„`html
W obliczu długich kolejek do dentystów, które już nie trwają miesiące, a całe lata, Polacy mają coraz mniej opcji. Gdy trzeba usunąć ząb, ceny sięgają nawet 500 zł. Leczenie kanałowe? Lepiej nie wspominać, bo historie o jego kosztach krążą jak legendy. Niestety, stomatolodzy nie przynoszą dobrych wieści — ich usługi znów podrożeją.
Czystość i zdrowie za dodatkowe opłaty
Decydując się na wizytę u stomatologa, warto przygotować portfel na spore wydatki. Na przykład w Trójmieście za pakiet obejmujący zdjęcie kamienia i fluoryzację zapłacimy niemal 500 zł. Główny Urząd Statystyczny podał, że w lutym ceny usług dentystycznych, takich jak usunięcie zęba czy zaplombowanie bez leczenia kanałowego, wzrosły w ciągu roku o 9 proc. GUS uwzględnił zarówno ceny w gabinetach prywatnych, jak i publicznych. Dentyści nie mają złudzeń — leczenie zębów będzie coraz droższe, a to samo dotyczy produktów, jak pasty i płyny do płukania jamy ustnej.
Droższe usługi, mniejszy dostęp
Jak zauważa dr n. med. Piotr Przybylski, pacjenci z niepokojem obserwują sytuację, przez co niektórzy z nich muszą ograniczyć zakres własnego leczenia. Ekspert przewiduje, że w drugiej połowie roku możemy doświadczyć kolejnych wzrostów cen, co zapowiadał już kilka miesięcy temu.
Wysokie koszty materiałów, utylizacji odpadów medycznych, a także rosnące rachunki za energię są głównymi przyczynami wzrostu cen. Dr Przybylski zauważa, że w ubiegłym roku ceny komponentów wzrosły dwucyfrowo, a w pierwszym kwartale tego roku niewiele się zmieniły. Co gorsza, pomiędzy wzrostem cen usług a kosztami materiałów zauważalna jest przepaść — dentyści wstrzymują się z podnoszeniem cen. Gdyby nie to, w gabinetach kosztowalibyśmy jeszcze więcej.
Zdrowie dentystyczne na ostatnim miejscu
Podczas gdy usługi stomatologiczne stają się coraz droższe, jedynie usługi szpitalne odnotowują większe wzrosty. Z danych GUS wynika, że usługi lekarskie wzrosły w tym czasie tylko o 8,3 proc. W 2025 roku przeciętne gospodarstwo domowe przeznaczyło 0,85 proc. swojego budżetu na usługi stomatologiczne.
Polacy, niestety, wciąż odwlekają wizyty u dentysty do momentu, gdy ból staje się nie do zniesienia.
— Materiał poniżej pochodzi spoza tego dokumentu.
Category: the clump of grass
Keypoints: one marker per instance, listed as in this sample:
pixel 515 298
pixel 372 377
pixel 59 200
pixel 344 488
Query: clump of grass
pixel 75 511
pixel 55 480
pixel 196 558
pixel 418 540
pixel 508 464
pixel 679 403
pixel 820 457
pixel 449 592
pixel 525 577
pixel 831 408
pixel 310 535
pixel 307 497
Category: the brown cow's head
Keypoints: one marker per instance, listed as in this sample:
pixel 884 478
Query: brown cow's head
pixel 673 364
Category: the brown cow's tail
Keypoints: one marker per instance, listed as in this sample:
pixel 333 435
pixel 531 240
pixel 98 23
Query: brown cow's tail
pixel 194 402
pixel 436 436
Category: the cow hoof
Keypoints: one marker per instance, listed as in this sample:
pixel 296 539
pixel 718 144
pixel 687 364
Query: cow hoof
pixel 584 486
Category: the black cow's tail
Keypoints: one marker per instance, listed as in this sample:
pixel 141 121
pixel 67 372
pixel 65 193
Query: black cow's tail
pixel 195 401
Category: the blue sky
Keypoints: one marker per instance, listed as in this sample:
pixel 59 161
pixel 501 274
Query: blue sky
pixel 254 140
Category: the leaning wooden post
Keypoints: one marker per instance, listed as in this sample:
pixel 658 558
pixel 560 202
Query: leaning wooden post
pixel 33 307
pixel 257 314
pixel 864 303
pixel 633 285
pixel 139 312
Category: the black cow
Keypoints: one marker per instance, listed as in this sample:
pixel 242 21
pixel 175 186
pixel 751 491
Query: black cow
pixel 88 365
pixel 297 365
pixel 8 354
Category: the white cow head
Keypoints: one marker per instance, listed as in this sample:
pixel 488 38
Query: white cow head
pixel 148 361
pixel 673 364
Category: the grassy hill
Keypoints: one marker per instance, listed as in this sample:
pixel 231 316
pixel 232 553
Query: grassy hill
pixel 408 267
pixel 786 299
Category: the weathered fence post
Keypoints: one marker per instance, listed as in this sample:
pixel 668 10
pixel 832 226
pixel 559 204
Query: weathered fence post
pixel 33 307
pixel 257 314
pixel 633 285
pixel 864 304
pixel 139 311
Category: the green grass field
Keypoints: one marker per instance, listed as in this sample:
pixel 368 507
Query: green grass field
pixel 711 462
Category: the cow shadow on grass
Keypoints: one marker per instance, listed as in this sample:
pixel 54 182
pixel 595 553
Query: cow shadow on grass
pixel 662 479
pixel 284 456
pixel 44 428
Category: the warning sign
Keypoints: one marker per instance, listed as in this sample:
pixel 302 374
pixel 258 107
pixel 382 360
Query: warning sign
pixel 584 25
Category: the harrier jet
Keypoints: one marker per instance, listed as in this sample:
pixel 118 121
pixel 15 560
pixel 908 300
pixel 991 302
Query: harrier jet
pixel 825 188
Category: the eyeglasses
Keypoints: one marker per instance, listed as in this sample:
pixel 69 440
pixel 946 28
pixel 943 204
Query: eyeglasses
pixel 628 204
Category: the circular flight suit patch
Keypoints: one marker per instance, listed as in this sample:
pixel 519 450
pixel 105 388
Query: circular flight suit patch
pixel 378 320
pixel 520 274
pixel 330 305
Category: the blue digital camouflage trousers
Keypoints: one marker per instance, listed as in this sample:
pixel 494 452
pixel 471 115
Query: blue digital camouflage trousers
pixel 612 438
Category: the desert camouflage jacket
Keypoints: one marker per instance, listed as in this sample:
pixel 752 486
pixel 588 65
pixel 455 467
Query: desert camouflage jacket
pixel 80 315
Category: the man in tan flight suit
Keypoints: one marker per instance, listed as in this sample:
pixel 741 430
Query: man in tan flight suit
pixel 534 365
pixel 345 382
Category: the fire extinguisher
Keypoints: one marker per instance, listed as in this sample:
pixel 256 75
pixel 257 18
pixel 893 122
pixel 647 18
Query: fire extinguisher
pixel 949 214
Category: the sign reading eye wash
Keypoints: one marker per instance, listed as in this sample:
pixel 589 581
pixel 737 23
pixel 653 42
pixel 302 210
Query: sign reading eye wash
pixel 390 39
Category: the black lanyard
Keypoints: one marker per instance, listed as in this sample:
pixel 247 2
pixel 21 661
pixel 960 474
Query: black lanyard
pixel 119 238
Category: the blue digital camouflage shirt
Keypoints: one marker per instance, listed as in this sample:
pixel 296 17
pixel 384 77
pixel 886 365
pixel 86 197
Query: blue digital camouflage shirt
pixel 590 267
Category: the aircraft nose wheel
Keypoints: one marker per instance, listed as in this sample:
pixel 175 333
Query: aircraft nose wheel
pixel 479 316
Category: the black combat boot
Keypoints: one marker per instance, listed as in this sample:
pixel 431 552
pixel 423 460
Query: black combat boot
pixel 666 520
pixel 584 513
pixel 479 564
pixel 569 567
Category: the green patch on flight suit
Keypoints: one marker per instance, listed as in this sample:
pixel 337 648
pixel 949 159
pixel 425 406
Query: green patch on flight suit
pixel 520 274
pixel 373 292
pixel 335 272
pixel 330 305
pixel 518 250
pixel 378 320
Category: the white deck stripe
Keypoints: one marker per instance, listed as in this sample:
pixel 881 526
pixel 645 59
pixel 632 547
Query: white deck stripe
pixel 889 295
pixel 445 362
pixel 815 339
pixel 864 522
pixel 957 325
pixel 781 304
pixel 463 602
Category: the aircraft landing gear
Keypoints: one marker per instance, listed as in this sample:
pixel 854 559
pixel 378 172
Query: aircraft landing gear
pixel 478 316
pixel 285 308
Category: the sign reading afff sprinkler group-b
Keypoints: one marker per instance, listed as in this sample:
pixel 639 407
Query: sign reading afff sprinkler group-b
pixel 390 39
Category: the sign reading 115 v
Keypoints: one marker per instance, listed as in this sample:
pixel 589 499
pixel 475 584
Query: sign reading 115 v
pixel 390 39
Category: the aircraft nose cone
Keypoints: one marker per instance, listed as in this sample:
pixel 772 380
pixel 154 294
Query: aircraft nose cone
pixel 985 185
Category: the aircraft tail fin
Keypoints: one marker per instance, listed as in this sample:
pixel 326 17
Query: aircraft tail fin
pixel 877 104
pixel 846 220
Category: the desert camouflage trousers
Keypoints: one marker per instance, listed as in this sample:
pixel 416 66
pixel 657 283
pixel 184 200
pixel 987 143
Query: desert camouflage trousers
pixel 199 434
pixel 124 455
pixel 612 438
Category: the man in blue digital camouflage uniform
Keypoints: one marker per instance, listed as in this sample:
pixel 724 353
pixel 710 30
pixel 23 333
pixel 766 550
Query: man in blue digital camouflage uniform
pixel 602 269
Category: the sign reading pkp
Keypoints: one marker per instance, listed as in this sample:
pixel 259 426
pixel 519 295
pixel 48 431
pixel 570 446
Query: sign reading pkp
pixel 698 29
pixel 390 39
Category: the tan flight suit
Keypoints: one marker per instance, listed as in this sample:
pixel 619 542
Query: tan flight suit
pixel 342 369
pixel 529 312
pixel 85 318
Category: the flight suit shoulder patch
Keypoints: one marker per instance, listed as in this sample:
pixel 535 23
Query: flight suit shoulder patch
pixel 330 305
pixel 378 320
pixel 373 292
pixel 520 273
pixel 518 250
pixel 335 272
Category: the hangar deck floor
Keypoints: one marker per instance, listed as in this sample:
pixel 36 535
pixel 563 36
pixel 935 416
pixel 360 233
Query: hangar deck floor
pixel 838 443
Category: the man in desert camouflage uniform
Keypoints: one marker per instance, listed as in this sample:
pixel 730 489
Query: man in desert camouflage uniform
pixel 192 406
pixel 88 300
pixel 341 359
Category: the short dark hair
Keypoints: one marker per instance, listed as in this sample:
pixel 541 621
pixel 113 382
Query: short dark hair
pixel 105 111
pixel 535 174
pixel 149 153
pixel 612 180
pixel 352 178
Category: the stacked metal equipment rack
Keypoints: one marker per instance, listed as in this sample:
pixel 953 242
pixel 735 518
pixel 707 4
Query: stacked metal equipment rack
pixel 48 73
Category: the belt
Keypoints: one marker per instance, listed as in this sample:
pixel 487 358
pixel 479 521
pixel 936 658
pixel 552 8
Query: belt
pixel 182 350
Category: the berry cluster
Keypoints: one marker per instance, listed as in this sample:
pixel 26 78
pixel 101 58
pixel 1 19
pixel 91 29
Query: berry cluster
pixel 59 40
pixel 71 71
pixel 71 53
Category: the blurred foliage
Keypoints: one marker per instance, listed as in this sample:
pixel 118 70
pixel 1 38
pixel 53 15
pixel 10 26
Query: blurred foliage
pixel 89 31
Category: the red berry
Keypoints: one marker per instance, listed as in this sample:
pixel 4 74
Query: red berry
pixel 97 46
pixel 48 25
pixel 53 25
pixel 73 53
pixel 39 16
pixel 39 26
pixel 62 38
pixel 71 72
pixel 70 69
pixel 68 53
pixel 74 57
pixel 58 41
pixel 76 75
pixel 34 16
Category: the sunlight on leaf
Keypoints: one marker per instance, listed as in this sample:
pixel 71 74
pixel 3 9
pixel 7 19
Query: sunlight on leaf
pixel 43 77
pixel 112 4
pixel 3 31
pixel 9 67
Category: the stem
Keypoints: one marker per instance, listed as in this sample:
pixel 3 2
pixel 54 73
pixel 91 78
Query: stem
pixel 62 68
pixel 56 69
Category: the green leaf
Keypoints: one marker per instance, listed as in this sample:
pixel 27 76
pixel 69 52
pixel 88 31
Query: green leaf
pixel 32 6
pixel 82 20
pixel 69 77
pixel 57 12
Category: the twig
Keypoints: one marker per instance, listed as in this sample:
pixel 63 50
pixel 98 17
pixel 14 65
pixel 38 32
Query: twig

Jak podkreśla dr Przybylski, nieleczone problemy stomatologiczne mogą prowadzić do poważniejszych schorzeń, które wykraczają poza jamę ustną, w tym nowotworów.
Brak edukacji i możliwości finansowych
Przyczyn tego stanu rzeczy jest wiele. Po pierwsze, brakuje Polakom odpowiedniej edukacji, co skutkuje niewielką chęcią inwestowania w zdrowie zębów. Drugim powodem są niskie zarobki, które ograniczają możliwości finansowe pacjentów do korzystania z usług prywatnych — zauważa dr Przybylski. To poważny problem, z którym stomatologia zmaga się od lat. Państwo „zepchnęło” usługi dentystyczne do sektora prywatnego, co stanowi niemałą przeszkodę dla pacjentów, zwłaszcza tych, którzy zmagają się z problemami finansowymi.
W obliczu rosnących kosztów usług dentystycznych, oby przyszłość przyniosła nie tylko wzrost dostępnych opcji, ale także wsparcie ze strony państwa. A może lepszym rozwiązaniem byłoby wprowadzenie programu 1600 plus na leczenie stomatologiczne?